Most people just ignore it. Really.
What you are seeing here is a side effect of the fact that most people expect to use optimistic concurrency when writing to an event stream.
For that to work, you need some information taken from the database read to be available to you when you perform the database write - in other words, something analogous to "compare-and-swap". (Ever had a git repository reject your push because somebody else pushed first? same idea.)
So that metadata, whatever form it takes, needs to be available at the point in your execution where you are creating the message to save your changes into the event store.
(Note: this isn't just an event store constraint - if you were using optimistic concurrency on a shared document store, or a shared relational database, you'd have similar issues.)
So the riddle then becomes: which tradeoffs am I willing to make to get the information I need to the place where I will need it.
One of those tradeoffs is the question: are you going to build a fresh copy of the entity from its history every time, or are you going to re-use a cached copy of the entity from the last time you used it?
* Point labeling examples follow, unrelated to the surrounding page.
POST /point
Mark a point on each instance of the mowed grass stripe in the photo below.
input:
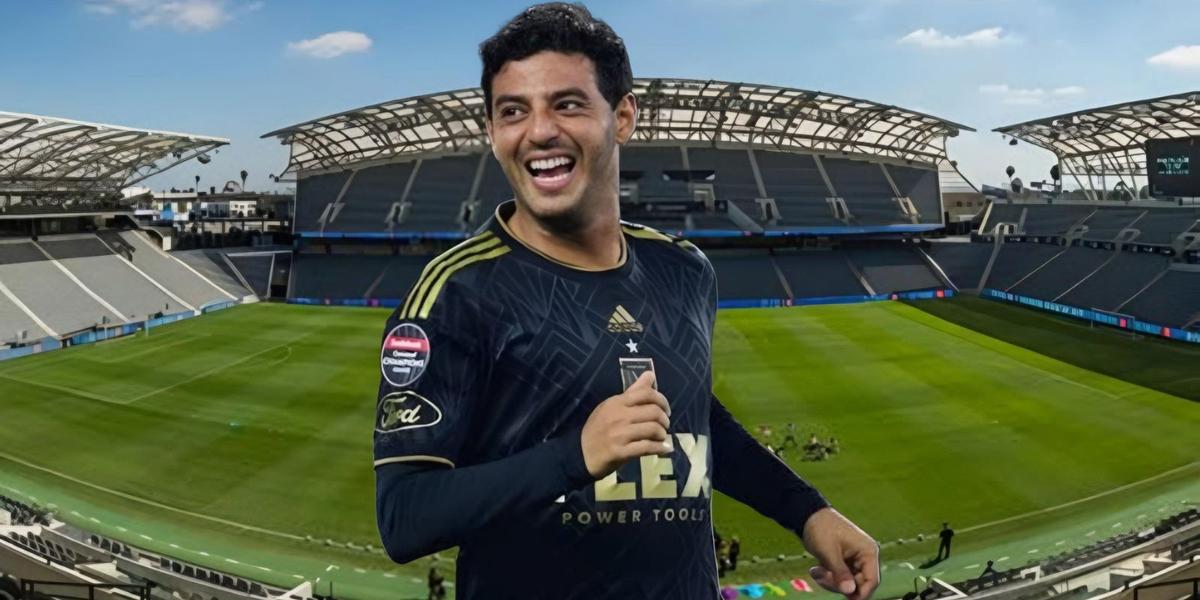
(282, 439)
(923, 403)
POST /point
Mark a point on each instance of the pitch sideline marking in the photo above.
(1026, 364)
(1080, 501)
(216, 370)
(151, 503)
(72, 391)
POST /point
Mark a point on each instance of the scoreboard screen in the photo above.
(1173, 167)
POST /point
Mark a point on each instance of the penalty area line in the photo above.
(149, 502)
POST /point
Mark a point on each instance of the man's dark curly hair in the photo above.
(565, 28)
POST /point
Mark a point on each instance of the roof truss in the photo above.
(683, 111)
(45, 155)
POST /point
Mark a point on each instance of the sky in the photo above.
(239, 69)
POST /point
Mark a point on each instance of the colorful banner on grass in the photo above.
(1095, 316)
(733, 303)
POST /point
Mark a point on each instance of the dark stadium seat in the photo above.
(1173, 300)
(922, 187)
(1062, 273)
(875, 210)
(1105, 223)
(893, 268)
(1017, 261)
(745, 274)
(313, 193)
(369, 198)
(963, 263)
(735, 174)
(817, 274)
(1116, 282)
(1054, 220)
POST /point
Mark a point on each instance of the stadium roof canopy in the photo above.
(1111, 141)
(679, 111)
(46, 155)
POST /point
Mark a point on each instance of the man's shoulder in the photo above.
(675, 245)
(455, 279)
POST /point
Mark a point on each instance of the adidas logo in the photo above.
(622, 322)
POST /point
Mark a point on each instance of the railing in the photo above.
(29, 589)
(1193, 581)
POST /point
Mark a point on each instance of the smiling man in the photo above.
(546, 396)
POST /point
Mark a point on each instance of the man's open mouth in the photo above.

And if you are going to use a cached copy of the entity, then you need to have some mechanism available to you to determine if the copy of the entity you have is consistent with the copy of the history you have.
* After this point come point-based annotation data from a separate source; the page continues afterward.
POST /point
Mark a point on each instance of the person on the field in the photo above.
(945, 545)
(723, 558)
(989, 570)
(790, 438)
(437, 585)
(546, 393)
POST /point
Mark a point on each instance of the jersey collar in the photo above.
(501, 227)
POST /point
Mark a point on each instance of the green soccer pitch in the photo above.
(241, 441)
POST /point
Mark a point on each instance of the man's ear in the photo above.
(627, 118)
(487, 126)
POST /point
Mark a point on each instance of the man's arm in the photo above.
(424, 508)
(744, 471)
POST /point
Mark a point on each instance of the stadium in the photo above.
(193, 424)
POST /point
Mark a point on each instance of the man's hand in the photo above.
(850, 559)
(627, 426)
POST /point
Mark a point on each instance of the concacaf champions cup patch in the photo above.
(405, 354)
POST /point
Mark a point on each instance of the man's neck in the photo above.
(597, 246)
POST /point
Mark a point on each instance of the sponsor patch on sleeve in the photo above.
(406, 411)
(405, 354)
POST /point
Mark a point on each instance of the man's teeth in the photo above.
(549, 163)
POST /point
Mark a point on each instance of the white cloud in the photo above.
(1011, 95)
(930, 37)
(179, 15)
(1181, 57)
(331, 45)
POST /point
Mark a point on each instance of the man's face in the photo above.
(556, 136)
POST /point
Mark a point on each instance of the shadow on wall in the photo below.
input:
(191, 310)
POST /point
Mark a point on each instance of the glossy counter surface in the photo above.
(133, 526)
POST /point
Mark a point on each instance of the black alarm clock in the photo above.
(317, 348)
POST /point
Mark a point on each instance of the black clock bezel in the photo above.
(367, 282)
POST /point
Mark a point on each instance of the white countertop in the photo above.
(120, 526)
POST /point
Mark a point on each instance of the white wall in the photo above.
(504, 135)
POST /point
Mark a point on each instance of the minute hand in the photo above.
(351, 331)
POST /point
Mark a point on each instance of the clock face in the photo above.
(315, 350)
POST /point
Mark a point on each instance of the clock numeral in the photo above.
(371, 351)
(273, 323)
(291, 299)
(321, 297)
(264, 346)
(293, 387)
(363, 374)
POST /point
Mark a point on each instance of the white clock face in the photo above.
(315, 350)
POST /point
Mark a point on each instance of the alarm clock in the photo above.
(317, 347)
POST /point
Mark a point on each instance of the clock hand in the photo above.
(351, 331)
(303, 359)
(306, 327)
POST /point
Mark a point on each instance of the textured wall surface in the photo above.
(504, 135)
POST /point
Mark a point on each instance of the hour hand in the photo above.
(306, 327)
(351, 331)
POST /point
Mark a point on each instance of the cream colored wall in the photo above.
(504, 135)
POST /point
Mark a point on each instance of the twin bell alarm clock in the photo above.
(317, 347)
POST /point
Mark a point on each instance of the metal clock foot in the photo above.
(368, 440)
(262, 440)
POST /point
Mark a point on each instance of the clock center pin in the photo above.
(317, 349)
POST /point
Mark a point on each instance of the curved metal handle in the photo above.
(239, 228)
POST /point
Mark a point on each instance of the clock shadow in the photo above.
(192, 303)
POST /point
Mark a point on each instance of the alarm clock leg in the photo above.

Expressing the same idea another way: the notion that our entity in memory is the single "source of truth" is itself a leaky abstraction, and if our goal is a reliable system then we need to address the differences between the abstraction and reality.
The first step of addressing it is to evaluate whether or not it is something that needs to be addressed.
Nobody is giving away prizes to implementations that separate domain and persistence perfectly. Solutions designed with persistence metadata in the model can still deliver value to the customer.
But alternatives include:
allow the metadata in the model, but only as an opaque token. The domain model is independent of any specific implementation of the token, so your dependency graph still points the right direction (ie, you can change your persistence without needing to modify the domain code).
keep the meta data "on the envelope"; not in the domain object, but in the value that holds the cached copy of the entity.
don't cache, just rebuild the entity from scratch each time, and keep the metadata available locally until you no longer need it.
separate the domain behaviors from your data models; in other words, implement your domain logic as a collection of traits/mixins, and create persistence specific data models to host them.
None of these are great - you give away some of this to get some of that. So you make the best trade you can and get on with it.